We are aware of our bodily posture, of our temperature, of our physiological balance, of the pressure exerted on our skin, and so forth. Insofar as these properties are detected by a range of inner sensory receptors, one may conceive of bodily awareness on the model of perceptual awareness. However, there are other features of the body that are of a higher level and that cannot be directly extracted at the sensory level. They characterize what may be described as the fundamental state of the body, that is the enduring relation of the body with the world and with the self. We are aware that the body is here in the external world, that it belongs to us, and that it has two arms and two legs that can do some things but not others. Low-level bodily properties fluctuate all the time: you feel cold and then you do not; you are thirsty, you drink, you feel better until next time, and so forth. By contrast, the fundamental core of bodily awareness is relatively permanent, and thus rarely at the forefront of consciousness: it does not attract attention because it normally does not change. One may even ask: do we actually ever feel the body that way, or do we merely know those fundamental facts?

Advocates of the liberal view reply positively. They claim that we have a primitive nonconceptual awareness of bodily ownership and agency (Bayne, 2011; Billon, 2017; Peacocke, 2014; Vignemont, 2013). However, according to a general principle of phenomenal parsimony, it may seem that one should avoid positing additional phenomenal properties into one’ s mental ontology as much as possible (Wu, forthcoming).

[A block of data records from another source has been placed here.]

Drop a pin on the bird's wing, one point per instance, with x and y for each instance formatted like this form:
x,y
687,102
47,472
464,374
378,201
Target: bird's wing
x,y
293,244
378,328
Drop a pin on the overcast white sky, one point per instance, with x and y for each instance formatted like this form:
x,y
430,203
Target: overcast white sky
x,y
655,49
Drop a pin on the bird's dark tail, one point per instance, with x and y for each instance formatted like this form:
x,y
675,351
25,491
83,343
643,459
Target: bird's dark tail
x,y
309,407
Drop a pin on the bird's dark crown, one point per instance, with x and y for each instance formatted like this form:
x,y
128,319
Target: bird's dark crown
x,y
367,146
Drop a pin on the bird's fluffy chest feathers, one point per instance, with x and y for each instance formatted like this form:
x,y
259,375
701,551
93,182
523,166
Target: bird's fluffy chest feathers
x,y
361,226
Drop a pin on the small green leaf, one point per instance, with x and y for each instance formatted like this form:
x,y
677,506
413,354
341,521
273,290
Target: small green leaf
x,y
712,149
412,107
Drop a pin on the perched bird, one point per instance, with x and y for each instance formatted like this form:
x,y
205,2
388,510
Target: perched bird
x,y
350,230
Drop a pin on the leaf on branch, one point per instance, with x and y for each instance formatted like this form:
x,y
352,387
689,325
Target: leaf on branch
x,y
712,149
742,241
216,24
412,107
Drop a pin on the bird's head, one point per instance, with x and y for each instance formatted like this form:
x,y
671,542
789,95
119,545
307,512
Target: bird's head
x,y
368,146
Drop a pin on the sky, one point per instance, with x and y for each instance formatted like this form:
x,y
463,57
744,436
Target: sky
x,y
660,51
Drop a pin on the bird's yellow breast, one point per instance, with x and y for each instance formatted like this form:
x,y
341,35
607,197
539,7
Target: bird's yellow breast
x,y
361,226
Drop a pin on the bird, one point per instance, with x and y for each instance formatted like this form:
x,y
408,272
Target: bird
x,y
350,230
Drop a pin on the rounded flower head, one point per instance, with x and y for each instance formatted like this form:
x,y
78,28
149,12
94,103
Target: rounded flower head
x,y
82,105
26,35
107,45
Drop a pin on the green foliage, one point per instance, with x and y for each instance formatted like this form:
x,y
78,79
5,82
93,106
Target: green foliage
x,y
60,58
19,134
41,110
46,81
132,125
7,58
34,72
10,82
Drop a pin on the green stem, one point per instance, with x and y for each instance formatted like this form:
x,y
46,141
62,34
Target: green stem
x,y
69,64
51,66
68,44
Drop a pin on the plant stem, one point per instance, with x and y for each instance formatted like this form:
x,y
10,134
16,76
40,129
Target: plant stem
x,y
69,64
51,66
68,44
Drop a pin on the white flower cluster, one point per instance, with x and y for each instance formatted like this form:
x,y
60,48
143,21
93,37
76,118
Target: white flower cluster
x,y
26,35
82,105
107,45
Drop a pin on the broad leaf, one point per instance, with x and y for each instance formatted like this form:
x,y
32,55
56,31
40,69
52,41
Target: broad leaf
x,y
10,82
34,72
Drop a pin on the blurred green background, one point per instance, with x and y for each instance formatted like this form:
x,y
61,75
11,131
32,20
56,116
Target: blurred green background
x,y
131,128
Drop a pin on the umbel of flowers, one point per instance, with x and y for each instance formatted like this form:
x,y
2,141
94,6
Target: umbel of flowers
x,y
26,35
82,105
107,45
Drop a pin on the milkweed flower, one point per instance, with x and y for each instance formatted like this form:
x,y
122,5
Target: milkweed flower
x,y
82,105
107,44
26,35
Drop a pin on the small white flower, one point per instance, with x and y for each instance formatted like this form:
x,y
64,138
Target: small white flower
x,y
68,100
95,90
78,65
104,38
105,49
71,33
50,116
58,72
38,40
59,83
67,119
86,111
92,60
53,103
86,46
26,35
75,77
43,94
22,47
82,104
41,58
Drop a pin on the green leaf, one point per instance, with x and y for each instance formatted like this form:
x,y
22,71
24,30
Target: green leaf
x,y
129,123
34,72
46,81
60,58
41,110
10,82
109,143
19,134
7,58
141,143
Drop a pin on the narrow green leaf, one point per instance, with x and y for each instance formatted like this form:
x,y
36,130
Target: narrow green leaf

If, for instance, one grants that there are feelings of bodily ownership, there is a risk of an unwarranted multiplication of feelings: feelings of a tanned body, feelings of a well-dressed body, feelings of a body in a train, and so forth. Advocates of the conservative view thus reject a distinctive experiential signature.

This debate has recently turned to cognitive science to find answers, and more specifically to illusions and pathological disorders of bodily awareness. The difficulty, however, is that there is room for interpretation in the analysis of these empirical cases and where the liberals see feelings, the conservatives see cognitive attitudes. Here I will determine what reasons— if any— there are to posit bodily feelings.